A. Motard & Co. war ein Berliner Unternehmen, das bis 1979 Stearinkerzen und andere chemische Produkte herstellte. Gegründet wurde es um 1839 von dem Franzosen Adolphe Motard, der es 1882 an seinen Sohn Charles Eugène vererbte. Nachdem dieser eine Umsiedlung und Erweiterung der Produktionsstätte vorgenommen hatte, beschäftigte A. Motard & Co. über 400 Personen. 1923 erfolgte die Umwandlung in eine Aktiengesellschaft, 1937 die Übernahme durch einen Chemiekonzern, kurz darauf die Weiterführung als Scheidemandel-Motard-Werke AG. 1979 erwarb die spätere Gelita die Mehrheit der Anteile und stellte die Stearinkerzenproduktion ein.

Vorgeschichte[Bearbeiten | Quelltext bearbeiten]

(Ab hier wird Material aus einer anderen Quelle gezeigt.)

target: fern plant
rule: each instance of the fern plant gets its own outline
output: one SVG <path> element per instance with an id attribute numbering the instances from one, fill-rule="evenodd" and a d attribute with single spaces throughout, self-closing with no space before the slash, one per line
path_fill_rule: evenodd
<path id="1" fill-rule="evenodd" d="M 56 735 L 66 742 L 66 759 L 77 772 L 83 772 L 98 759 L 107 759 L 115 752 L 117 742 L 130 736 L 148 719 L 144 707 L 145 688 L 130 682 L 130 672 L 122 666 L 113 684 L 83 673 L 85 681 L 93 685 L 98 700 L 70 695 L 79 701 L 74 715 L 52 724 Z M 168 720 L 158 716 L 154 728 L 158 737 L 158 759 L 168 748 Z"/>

Der Arzt und Hygieniker Adolphe Motard (1804–1882) hatte 1831 zusammen mit dem befreundeten Mediziner Adolphe de Milly in Paris in der Nähe der Place de l’Étoile eine kleine Kerzenfabrik gegründet. Ihr Ziel war es, die Entwicklung der Stearinkerze voranzutreiben und aus dem herkömmlichen Kerzenrohstoff Talg von der Qualität her mit Bienenwachskerzen vergleichbare, doch erschwinglichere Produkte herzustellen. Das auf zehn Jahre genommene Patent vom 10. Dezember 1831 auf die Verseifung mit Kalk lautete auf beider Namen.[1] Für ihre bougie de l’Étoile erhielten sie 1833 von der Gesellschaft zur Förderung der nationalen Industrie (Société d’Encouragement pour l’industrie nationale) eine Silbermedaille.[2] Die alleinige Erwähnung de Millys bei der Industrieausstellung von 1834[3] deutet darauf hin, dass Motard das Unternehmen zu diesem Zeitpunkt bereits verlassen hatte. Einige Jahre später übersiedelte er nach Berlin, wo die Stearinkerzenproduktion noch in den Kinderschuhen steckte.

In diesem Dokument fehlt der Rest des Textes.